Oct. 31-1994

Dear Mom,

            Remember where I was about a year ago today? Just about ready to set foot on merry England. And boy was thoseV mail letters from you a God send. It seemed like the missing link or something for a very disturbingly vague place commonly becomes as home- but it seemed more like a haven of the far distant future a year ago. But as I look back on it all now, I realize I never had it so good and I have no reason to be nervous or disturbed any more. What [2] I need most now is patience and forbearing. Or, as the “G.I” saying goes all I have to do now is “sweat it out.” If I had any reason to be disturbed and uneasy when I came overseas, it was because of the anxiety, leaving home, and not knowing just what I was in for, wow what I do know it’s old stuff--- and does your Chuck want to go home now. Time’s a wastin!!

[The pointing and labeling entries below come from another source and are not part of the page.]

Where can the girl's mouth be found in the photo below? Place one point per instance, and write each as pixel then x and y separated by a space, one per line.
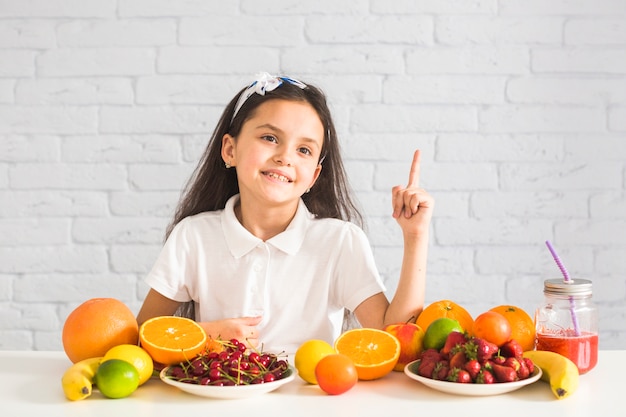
pixel 277 176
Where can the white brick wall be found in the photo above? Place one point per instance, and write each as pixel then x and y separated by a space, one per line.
pixel 519 107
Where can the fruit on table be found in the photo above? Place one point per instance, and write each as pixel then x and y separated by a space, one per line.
pixel 96 326
pixel 336 374
pixel 77 381
pixel 466 359
pixel 559 371
pixel 171 339
pixel 232 365
pixel 493 327
pixel 522 325
pixel 116 378
pixel 445 308
pixel 308 355
pixel 134 355
pixel 438 331
pixel 374 352
pixel 411 338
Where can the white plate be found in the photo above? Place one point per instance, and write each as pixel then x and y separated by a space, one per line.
pixel 228 392
pixel 470 389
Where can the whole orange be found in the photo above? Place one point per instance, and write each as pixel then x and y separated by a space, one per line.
pixel 96 326
pixel 445 308
pixel 336 374
pixel 522 325
pixel 411 338
pixel 493 327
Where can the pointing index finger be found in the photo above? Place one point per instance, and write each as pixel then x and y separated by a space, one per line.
pixel 414 174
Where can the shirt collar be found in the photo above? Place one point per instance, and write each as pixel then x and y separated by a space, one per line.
pixel 240 241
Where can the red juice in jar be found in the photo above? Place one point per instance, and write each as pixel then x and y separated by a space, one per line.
pixel 567 322
pixel 582 349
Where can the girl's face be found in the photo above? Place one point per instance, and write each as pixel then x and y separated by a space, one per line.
pixel 277 151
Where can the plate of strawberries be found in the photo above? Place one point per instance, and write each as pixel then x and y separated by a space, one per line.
pixel 473 366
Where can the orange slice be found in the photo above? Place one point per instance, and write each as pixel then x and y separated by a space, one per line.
pixel 170 340
pixel 374 352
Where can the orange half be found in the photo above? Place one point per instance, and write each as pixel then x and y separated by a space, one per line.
pixel 374 352
pixel 170 340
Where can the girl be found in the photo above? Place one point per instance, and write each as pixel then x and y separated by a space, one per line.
pixel 266 241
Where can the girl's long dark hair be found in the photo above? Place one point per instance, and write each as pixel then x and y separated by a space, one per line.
pixel 212 184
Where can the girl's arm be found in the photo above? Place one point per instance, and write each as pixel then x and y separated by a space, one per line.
pixel 243 328
pixel 412 209
pixel 155 305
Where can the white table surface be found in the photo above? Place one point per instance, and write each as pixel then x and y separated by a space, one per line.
pixel 30 384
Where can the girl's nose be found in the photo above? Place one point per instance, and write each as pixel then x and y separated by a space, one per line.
pixel 283 158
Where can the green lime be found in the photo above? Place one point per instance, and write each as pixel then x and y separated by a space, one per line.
pixel 116 378
pixel 438 331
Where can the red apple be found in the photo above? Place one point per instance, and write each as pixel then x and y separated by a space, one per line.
pixel 410 336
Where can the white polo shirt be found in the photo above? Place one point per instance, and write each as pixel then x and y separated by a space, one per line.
pixel 299 281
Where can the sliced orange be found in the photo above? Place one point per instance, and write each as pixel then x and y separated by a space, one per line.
pixel 374 352
pixel 170 340
pixel 445 308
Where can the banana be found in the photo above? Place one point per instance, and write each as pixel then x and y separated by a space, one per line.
pixel 77 381
pixel 559 371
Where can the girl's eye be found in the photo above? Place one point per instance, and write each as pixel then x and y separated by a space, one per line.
pixel 269 138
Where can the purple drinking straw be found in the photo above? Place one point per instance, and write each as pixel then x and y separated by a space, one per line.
pixel 566 279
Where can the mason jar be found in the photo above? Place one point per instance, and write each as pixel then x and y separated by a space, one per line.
pixel 567 322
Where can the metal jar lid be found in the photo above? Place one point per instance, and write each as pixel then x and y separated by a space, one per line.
pixel 575 287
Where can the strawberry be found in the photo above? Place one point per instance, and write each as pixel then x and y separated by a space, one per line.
pixel 522 372
pixel 453 342
pixel 512 348
pixel 480 349
pixel 458 360
pixel 512 363
pixel 459 375
pixel 430 355
pixel 473 367
pixel 485 377
pixel 530 365
pixel 498 359
pixel 426 368
pixel 441 370
pixel 504 373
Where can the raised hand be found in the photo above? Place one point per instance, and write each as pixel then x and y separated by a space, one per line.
pixel 412 206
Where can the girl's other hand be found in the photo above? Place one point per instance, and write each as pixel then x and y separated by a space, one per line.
pixel 243 329
pixel 412 206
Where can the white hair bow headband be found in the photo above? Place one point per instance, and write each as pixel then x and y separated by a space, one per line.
pixel 263 82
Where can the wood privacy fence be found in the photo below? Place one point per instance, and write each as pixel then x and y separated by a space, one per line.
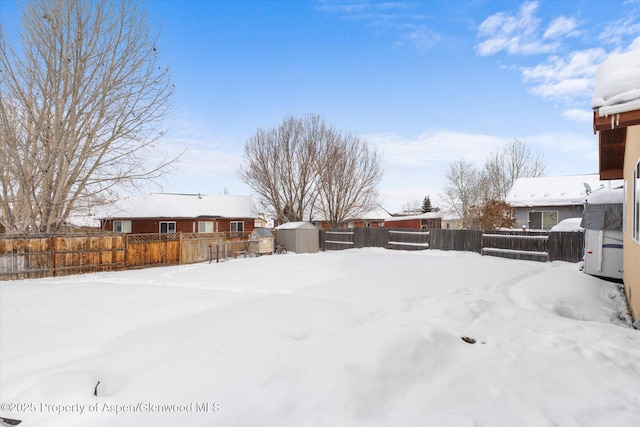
pixel 65 254
pixel 516 244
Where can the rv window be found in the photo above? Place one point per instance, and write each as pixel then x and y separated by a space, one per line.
pixel 636 203
pixel 167 227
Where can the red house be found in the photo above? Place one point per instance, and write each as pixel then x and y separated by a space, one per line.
pixel 424 221
pixel 186 213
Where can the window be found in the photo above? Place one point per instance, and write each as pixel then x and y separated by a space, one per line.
pixel 205 226
pixel 122 226
pixel 167 226
pixel 542 220
pixel 635 200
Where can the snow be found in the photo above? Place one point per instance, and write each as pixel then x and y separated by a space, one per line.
pixel 606 196
pixel 294 225
pixel 569 224
pixel 555 190
pixel 361 337
pixel 617 84
pixel 166 205
pixel 427 215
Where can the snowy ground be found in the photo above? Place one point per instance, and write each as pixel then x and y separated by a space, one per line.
pixel 354 338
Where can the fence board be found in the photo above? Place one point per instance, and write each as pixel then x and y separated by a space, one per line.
pixel 58 255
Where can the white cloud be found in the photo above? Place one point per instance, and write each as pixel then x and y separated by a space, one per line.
pixel 440 146
pixel 561 26
pixel 516 35
pixel 565 77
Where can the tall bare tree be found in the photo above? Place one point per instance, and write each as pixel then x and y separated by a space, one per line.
pixel 79 104
pixel 503 167
pixel 304 166
pixel 281 166
pixel 349 173
pixel 461 191
pixel 470 189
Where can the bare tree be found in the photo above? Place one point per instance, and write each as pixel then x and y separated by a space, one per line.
pixel 467 187
pixel 281 166
pixel 79 104
pixel 461 191
pixel 503 167
pixel 349 173
pixel 304 166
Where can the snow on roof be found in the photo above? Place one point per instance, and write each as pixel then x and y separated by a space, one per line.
pixel 428 215
pixel 606 196
pixel 617 84
pixel 166 205
pixel 295 225
pixel 555 190
pixel 569 224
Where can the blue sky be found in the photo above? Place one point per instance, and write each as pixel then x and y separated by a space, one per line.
pixel 427 82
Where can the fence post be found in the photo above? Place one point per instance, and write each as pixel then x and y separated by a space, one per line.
pixel 52 241
pixel 126 251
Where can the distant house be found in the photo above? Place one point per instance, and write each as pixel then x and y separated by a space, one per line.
pixel 543 202
pixel 423 221
pixel 186 213
pixel 372 219
pixel 452 222
pixel 616 119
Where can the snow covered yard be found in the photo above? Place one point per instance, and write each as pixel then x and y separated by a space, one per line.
pixel 363 337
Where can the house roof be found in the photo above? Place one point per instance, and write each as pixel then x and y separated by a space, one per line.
pixel 262 232
pixel 555 190
pixel 428 215
pixel 297 225
pixel 167 205
pixel 617 84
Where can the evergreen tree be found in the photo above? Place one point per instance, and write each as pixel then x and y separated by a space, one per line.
pixel 426 205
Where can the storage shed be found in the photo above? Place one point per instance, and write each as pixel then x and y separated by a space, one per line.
pixel 602 220
pixel 261 241
pixel 298 237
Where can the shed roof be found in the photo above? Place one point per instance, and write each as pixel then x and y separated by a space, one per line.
pixel 555 190
pixel 166 205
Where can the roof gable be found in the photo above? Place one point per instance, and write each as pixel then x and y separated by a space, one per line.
pixel 165 205
pixel 554 190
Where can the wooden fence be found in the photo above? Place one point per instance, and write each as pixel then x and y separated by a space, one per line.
pixel 65 254
pixel 516 244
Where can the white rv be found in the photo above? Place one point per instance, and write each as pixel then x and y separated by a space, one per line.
pixel 602 221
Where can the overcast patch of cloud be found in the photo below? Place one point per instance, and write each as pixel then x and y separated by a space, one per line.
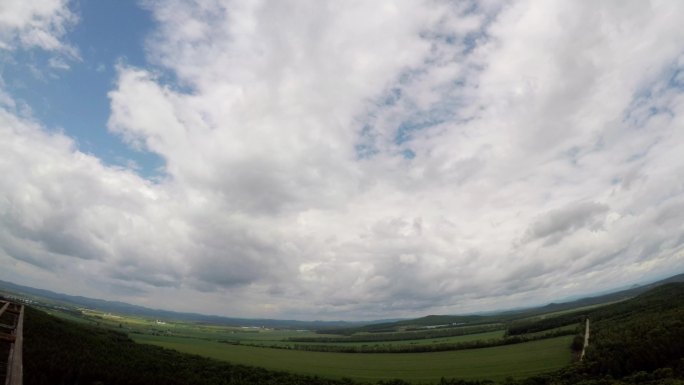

            Well there isn’t any new news by me- but- certainly would like to hear from you. Then, we must write [3] to Paul. Perhaps I’ll hear from him soon. As long as he can stay in the states and have all those girls to date up and have lots of fun-I’ll say more power to him. But, if he starts thinking he’ll say “yes” when they start asking for him (most likely be more decisive for that), well anyhow “he’s had it!” then, he’ll find a different life altogether but they say there’s a war on, but I cant complain. God keep him from any action!!

            [4] Well perhaps I can think of something to this later. God bless and keep yours all safe and well. Please give my love to all.

            Well, here it is the next day, and I still can’t seem to think of anything more to say. Christmas will be here now before we know it wont it mom. I bet it will seem lots different without Paul and me. Well I do hope and pray I’ll be with you for 1945 Christmas. I hate to end this letter now. I guess it’s because I want you and Daddy and everyone back home, but my imagination in writing will never begin to satisfy me.